Ricardo Pereira —Procuro o ecletismo na minha carreira. A versatilidade é fundamental na carreira do ator. Viajar por papeis diferentes te dá uma solidez como artista. Quero viajar em registros diferentes, fazer coisas diferentes de mim, que me instiguem. Já tive em comédias românticas, comédias comédias, em filmes inspirados em fatos reais. Quero mostrar personagens díspares, que me possibilitem o exercício constante da minha profissão.

Personagens de Caio Blat e Ricardo Pereira fezem amor em “Liberdade, Liberdade” – Foto: Reprodução

Miguel Arcanjo Prado – Você gostou de entrar pra história da TV no Brasil fazendo a primeira cena de sexo entre homens em uma produção de teledramaturgia em “Liberdade Liberdade”? Foi importante? Já tem novos projetos em cinema, teatro e TV que possa adiantar? Quais?

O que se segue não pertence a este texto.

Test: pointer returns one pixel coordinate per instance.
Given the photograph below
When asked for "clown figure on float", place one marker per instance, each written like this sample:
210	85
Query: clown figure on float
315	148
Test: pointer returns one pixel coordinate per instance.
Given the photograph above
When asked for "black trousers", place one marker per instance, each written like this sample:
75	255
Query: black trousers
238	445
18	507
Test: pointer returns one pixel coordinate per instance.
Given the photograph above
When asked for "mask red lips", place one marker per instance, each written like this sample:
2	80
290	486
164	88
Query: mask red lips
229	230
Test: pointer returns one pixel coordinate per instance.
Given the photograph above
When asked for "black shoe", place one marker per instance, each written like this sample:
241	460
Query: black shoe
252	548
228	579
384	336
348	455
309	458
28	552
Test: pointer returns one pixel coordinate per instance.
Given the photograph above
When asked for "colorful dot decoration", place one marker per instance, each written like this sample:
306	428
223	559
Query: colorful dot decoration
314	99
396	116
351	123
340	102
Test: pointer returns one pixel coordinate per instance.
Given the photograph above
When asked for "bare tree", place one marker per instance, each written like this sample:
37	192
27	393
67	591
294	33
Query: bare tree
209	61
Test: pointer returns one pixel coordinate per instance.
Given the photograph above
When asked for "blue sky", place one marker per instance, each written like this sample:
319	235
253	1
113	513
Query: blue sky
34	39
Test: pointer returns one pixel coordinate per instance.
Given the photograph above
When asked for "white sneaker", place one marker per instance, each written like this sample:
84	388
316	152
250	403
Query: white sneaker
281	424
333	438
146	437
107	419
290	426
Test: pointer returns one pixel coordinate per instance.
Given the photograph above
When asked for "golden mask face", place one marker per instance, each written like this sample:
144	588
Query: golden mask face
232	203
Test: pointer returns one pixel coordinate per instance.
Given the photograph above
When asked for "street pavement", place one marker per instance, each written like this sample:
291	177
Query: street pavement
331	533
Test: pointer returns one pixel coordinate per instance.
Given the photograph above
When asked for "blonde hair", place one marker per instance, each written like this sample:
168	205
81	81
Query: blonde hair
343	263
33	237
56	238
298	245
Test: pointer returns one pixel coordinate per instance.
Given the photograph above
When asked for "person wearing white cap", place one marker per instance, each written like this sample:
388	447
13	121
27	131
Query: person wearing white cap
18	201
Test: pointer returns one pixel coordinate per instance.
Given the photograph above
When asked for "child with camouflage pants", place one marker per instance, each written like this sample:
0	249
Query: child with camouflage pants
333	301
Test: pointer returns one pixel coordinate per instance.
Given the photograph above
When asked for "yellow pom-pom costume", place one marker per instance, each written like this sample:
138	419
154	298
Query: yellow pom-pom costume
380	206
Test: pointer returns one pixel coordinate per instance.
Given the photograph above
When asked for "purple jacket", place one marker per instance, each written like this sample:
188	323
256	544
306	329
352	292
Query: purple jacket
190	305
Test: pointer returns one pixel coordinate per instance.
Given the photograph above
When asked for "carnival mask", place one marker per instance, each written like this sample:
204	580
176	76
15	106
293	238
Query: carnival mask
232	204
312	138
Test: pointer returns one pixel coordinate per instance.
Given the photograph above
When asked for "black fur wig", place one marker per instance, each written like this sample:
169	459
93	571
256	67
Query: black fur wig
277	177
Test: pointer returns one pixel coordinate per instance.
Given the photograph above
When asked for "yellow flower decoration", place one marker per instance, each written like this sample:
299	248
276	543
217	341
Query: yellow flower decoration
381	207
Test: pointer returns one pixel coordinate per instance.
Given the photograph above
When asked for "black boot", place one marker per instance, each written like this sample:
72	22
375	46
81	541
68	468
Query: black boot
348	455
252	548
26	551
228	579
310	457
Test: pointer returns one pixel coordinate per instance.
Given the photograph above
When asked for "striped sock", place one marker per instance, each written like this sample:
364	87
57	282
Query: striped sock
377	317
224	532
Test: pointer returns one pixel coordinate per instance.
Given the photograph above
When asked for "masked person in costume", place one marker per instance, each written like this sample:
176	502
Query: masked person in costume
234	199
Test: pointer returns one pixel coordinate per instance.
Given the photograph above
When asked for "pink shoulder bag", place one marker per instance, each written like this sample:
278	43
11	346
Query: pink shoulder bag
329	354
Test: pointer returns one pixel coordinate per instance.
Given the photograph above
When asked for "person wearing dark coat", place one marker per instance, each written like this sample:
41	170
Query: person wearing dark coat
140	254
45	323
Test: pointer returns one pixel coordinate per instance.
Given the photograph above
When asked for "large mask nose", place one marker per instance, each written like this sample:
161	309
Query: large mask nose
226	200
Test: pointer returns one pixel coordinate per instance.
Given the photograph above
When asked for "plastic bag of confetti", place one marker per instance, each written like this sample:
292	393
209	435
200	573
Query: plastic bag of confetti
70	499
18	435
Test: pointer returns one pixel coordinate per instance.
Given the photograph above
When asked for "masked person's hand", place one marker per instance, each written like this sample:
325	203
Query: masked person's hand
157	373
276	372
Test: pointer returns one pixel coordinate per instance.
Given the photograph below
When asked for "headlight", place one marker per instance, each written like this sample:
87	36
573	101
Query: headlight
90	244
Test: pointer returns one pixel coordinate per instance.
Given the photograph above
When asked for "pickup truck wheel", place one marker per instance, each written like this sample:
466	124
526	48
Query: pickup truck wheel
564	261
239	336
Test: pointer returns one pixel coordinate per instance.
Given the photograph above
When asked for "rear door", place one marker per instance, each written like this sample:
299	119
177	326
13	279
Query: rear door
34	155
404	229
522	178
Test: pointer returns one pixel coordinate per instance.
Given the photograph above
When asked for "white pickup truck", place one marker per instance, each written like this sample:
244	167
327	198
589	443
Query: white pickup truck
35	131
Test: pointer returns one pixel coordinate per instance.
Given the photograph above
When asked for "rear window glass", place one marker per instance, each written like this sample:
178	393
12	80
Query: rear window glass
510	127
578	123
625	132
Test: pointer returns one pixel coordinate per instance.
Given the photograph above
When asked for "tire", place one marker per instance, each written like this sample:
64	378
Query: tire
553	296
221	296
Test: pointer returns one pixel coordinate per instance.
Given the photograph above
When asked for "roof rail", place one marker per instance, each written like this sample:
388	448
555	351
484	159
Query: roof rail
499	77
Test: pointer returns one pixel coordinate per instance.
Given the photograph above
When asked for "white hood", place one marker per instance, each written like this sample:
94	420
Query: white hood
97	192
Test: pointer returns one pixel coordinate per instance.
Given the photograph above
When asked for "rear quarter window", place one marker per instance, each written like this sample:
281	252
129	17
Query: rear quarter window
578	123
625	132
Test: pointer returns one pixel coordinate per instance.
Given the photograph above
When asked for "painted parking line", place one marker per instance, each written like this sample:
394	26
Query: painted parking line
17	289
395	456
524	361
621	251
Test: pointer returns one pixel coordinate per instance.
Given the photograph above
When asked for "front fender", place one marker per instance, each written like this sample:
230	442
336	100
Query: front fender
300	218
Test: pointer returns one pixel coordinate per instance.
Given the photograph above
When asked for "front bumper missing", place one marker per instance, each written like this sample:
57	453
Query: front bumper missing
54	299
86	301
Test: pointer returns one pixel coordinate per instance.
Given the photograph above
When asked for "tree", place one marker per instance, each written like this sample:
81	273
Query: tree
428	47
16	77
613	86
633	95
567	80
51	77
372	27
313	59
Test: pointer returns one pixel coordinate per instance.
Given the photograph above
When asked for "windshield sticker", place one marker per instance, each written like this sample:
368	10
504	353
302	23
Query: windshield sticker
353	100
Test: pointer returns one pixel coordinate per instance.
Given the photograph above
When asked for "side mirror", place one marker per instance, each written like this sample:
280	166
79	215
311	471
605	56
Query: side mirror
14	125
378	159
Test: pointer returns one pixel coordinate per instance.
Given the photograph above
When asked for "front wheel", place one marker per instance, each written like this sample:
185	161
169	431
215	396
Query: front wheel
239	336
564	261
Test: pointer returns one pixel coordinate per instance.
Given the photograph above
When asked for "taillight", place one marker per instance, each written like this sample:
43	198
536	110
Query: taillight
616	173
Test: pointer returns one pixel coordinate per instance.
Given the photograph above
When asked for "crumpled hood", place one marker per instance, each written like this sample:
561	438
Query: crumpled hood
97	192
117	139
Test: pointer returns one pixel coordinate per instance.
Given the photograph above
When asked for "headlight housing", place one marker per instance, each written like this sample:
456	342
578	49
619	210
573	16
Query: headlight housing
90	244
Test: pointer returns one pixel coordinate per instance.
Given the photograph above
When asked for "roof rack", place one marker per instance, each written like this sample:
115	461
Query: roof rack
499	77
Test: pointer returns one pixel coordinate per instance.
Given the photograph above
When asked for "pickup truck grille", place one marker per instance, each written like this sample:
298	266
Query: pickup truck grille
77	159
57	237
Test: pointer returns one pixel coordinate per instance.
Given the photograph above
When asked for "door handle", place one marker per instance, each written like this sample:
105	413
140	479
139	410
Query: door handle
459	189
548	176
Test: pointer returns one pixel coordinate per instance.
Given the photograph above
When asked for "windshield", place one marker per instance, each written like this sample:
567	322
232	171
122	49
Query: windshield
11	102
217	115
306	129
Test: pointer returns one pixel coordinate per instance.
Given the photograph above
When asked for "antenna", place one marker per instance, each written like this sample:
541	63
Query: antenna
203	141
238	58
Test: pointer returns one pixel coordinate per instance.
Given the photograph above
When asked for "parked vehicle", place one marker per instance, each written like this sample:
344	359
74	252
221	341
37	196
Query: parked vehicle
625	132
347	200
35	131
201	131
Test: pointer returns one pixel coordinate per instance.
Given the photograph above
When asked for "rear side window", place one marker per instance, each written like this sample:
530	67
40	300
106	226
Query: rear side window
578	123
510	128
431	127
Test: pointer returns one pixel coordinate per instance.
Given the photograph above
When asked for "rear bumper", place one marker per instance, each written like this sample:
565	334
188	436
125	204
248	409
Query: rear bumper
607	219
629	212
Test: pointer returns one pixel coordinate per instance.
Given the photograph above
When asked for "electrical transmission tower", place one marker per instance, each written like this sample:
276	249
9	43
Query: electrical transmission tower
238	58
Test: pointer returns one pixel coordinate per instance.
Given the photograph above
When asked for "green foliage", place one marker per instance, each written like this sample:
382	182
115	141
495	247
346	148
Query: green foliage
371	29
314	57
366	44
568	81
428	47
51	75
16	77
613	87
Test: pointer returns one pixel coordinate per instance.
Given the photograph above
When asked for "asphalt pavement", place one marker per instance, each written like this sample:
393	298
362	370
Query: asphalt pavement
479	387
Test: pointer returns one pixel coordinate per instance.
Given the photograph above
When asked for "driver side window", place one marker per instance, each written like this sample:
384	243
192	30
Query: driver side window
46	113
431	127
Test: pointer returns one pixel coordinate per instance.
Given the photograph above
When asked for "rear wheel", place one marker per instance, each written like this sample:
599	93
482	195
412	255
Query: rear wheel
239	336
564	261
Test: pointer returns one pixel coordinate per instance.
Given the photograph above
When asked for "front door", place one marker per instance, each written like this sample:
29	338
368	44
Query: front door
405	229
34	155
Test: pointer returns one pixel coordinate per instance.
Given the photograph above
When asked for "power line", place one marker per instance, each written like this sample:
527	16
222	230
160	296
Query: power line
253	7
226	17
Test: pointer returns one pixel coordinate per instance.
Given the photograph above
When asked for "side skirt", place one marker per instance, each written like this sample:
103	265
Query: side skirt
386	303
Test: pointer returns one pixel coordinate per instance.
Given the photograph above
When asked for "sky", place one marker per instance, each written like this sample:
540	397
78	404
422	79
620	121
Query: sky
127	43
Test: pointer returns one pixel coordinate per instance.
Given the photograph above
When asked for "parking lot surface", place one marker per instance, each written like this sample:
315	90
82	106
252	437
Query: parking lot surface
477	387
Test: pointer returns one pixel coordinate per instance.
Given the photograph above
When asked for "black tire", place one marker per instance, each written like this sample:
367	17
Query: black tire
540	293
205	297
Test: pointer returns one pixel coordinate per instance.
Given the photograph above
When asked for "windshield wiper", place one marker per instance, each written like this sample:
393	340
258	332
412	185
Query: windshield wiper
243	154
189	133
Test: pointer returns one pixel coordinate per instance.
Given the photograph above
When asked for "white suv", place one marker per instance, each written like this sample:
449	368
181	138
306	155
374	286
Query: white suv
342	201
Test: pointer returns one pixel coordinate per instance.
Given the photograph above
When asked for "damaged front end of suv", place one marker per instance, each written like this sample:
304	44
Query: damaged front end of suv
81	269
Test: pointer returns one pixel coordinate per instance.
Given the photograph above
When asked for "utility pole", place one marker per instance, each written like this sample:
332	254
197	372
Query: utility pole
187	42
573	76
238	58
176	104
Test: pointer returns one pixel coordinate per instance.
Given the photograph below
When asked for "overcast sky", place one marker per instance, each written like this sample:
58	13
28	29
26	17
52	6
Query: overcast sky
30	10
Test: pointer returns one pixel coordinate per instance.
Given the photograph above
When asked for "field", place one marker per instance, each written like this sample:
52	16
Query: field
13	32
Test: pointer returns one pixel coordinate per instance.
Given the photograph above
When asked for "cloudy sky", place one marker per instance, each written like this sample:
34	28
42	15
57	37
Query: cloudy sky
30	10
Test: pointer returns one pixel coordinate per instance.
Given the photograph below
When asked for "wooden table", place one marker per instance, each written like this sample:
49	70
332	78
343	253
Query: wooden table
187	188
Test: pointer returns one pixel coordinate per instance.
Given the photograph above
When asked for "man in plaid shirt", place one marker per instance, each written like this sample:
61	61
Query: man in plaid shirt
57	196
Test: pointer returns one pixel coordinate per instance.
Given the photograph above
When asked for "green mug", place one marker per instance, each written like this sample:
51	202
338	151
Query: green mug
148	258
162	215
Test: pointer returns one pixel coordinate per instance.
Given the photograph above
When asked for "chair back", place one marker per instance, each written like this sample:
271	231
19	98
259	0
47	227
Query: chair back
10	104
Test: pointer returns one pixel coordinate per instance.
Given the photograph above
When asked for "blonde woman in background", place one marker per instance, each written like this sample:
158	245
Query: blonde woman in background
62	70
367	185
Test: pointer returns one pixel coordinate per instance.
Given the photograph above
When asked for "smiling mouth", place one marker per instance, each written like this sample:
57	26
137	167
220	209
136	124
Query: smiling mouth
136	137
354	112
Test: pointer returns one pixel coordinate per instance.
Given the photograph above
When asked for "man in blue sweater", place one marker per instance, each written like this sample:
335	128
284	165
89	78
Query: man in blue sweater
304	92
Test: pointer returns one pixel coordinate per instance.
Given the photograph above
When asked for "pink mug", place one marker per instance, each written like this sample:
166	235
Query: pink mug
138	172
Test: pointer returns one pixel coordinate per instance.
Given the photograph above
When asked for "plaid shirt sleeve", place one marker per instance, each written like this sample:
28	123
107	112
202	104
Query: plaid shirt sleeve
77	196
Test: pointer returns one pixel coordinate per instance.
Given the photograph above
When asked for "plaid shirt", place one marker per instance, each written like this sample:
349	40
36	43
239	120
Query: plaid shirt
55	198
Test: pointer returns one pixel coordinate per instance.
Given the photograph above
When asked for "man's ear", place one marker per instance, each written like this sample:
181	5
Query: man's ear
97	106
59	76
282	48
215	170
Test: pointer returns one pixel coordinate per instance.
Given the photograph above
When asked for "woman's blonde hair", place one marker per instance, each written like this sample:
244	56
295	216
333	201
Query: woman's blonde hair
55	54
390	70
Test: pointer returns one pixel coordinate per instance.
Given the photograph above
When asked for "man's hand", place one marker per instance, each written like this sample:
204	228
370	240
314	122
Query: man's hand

Ricardo Pereira — Tolentino de “Liberdade Liberdade” foi um personagem marcante, um vilão intenso, humano, com essa cena marcante [de sexo homossexual], porque foi a primeira vez que aconteceu no Brasil, que foi especial para mim, o Caio Blat, o diretor Vinícius Coimbra, para o autor Mário Teixeira e toda equipe. Obviamente isso marcou a gente. E a história dessa relação entre Brasil e Portugal foi muito importante também de contar. Foi um privilégio para mim. O personagem foi um divisor de águas, as pessoas me viram fazendo algo diferente do que estavam acostumadas a me ver na TV. Agora, estou terminando a novela “Novo Mundo”, depois farei um filme e mais um trabalho na TV, que ainda não posso dizer quais são. Em setembro, outubro estreio “Mulheres”, uma comédia romântica sofisticadíssima com a Paolla Oliveira. Acabei também agora uma peça muito bacana no Teatro Poeira, “Hollywood”, do David Mamet. Estou trabalhando muito e bem feliz com isso.